= Violin Concerto (Rorem) =

The Violin Concerto is a composition for solo violin and chamber orchestra by the American composer Ned Rorem. The work was commissioned by the Springfield Symphony Orchestra for the violinist Jaime Laredo and composed in 1984. It was first performed by Laredo and the Springfield Symphony Orchestra conducted by Robert Gutter in the Symphony Hall, Springfield, on March 30, 1985.

==Composition==

===Structure===
The concerto has a duration of approximately 22 minutes and is cast in six movements:

===Instrumentation===
The work is scored for solo violin and a chamber orchestra consisting of flute (doubling piccolo), oboe, two clarinets, bassoon, trumpet, timpani, and strings.

==Reception==
The music critic Donal Henahan of The New York Times gave the piece moderate praise, remarking that "the work proved to be immediately digestible and pleasant enough of its genial type." He added, "In its best moments, it vaguely reminded one of Sibelius or Barber.

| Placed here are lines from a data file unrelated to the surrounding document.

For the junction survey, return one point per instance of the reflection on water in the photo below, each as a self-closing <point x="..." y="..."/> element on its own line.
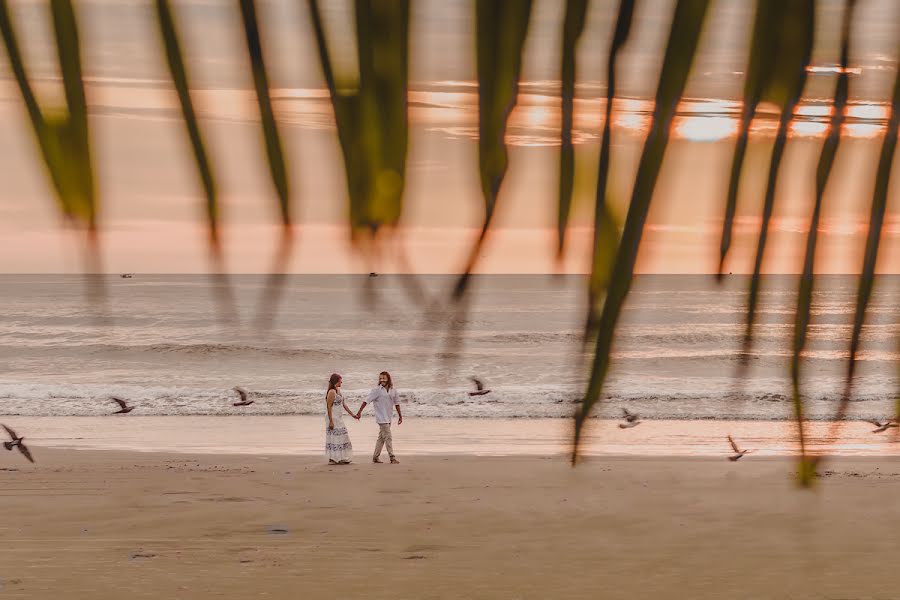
<point x="298" y="435"/>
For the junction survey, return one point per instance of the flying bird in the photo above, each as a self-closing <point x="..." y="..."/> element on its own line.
<point x="124" y="409"/>
<point x="631" y="419"/>
<point x="881" y="426"/>
<point x="738" y="453"/>
<point x="479" y="388"/>
<point x="243" y="394"/>
<point x="17" y="443"/>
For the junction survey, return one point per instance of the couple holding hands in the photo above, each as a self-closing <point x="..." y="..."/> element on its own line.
<point x="383" y="398"/>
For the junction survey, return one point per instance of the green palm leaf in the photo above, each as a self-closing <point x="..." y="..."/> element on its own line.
<point x="807" y="280"/>
<point x="606" y="232"/>
<point x="783" y="84"/>
<point x="61" y="133"/>
<point x="873" y="239"/>
<point x="169" y="34"/>
<point x="684" y="36"/>
<point x="371" y="112"/>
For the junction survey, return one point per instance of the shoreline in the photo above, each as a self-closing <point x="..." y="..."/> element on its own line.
<point x="110" y="524"/>
<point x="304" y="436"/>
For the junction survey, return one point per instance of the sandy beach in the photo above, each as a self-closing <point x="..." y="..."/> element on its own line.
<point x="111" y="524"/>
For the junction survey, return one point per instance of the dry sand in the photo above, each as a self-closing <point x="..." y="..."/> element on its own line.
<point x="103" y="524"/>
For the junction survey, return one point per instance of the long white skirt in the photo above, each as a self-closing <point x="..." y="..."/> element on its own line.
<point x="337" y="440"/>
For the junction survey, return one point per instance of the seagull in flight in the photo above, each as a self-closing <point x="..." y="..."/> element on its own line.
<point x="243" y="394"/>
<point x="738" y="453"/>
<point x="631" y="419"/>
<point x="479" y="388"/>
<point x="17" y="443"/>
<point x="881" y="426"/>
<point x="124" y="409"/>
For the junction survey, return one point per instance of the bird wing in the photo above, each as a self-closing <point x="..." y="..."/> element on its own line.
<point x="26" y="452"/>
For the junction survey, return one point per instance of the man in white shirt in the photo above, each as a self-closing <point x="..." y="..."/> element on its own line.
<point x="384" y="398"/>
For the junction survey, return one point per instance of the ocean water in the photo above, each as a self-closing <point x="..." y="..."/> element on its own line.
<point x="160" y="341"/>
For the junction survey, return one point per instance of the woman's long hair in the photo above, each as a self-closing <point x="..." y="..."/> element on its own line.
<point x="333" y="381"/>
<point x="390" y="383"/>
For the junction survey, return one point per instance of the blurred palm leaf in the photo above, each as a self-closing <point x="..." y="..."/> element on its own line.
<point x="684" y="35"/>
<point x="873" y="239"/>
<point x="274" y="151"/>
<point x="61" y="133"/>
<point x="573" y="26"/>
<point x="782" y="83"/>
<point x="169" y="34"/>
<point x="501" y="29"/>
<point x="606" y="231"/>
<point x="276" y="161"/>
<point x="807" y="281"/>
<point x="782" y="36"/>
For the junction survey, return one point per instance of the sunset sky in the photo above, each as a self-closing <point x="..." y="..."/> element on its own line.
<point x="152" y="205"/>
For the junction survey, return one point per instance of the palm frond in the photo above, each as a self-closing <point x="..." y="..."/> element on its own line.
<point x="573" y="26"/>
<point x="276" y="161"/>
<point x="606" y="231"/>
<point x="169" y="34"/>
<point x="783" y="85"/>
<point x="807" y="278"/>
<point x="61" y="133"/>
<point x="371" y="112"/>
<point x="684" y="35"/>
<point x="873" y="239"/>
<point x="501" y="29"/>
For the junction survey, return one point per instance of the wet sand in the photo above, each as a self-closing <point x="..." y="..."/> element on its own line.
<point x="110" y="524"/>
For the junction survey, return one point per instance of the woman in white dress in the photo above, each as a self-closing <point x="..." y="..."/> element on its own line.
<point x="338" y="448"/>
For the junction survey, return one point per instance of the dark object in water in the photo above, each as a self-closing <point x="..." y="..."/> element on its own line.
<point x="631" y="419"/>
<point x="479" y="388"/>
<point x="243" y="394"/>
<point x="17" y="443"/>
<point x="124" y="409"/>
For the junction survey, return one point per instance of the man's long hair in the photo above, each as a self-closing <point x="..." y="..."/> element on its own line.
<point x="390" y="382"/>
<point x="333" y="381"/>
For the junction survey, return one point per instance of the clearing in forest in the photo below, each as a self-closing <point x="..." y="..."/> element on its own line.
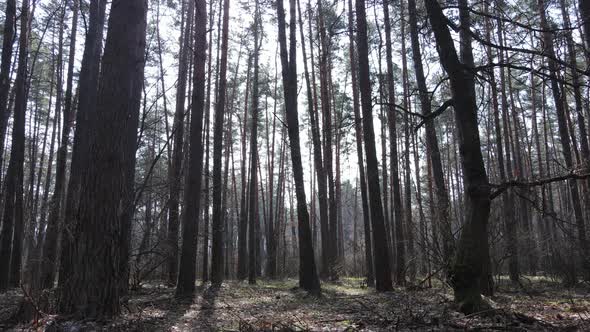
<point x="343" y="306"/>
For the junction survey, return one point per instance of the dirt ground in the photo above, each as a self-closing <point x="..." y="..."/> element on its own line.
<point x="539" y="305"/>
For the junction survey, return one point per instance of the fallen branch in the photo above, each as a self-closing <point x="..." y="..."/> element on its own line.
<point x="437" y="112"/>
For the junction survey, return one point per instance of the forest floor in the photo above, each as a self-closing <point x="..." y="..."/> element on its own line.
<point x="539" y="305"/>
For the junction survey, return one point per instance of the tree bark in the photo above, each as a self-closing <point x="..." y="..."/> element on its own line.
<point x="565" y="139"/>
<point x="7" y="47"/>
<point x="50" y="240"/>
<point x="472" y="250"/>
<point x="381" y="254"/>
<point x="185" y="285"/>
<point x="308" y="278"/>
<point x="88" y="87"/>
<point x="174" y="175"/>
<point x="217" y="227"/>
<point x="93" y="289"/>
<point x="13" y="217"/>
<point x="358" y="127"/>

Mr. Rorem's score makes a few brusquely dramatic gestures (timpani obbligatos, for instance, in movements entitled Toccata-Chaconne and Toccata-Rondo), but in the main it relies on the kind of anonymous, vaporous lyricism that characterizes so much of his instrumental work." Reviewing a recording of the piece paired with Rorem's Flute Concerto and Pilgrims, Peter Dickinson of Gramophone wrote, "This is relaxed and indulgent music, even if these works are not the best from this now grand old man of American music."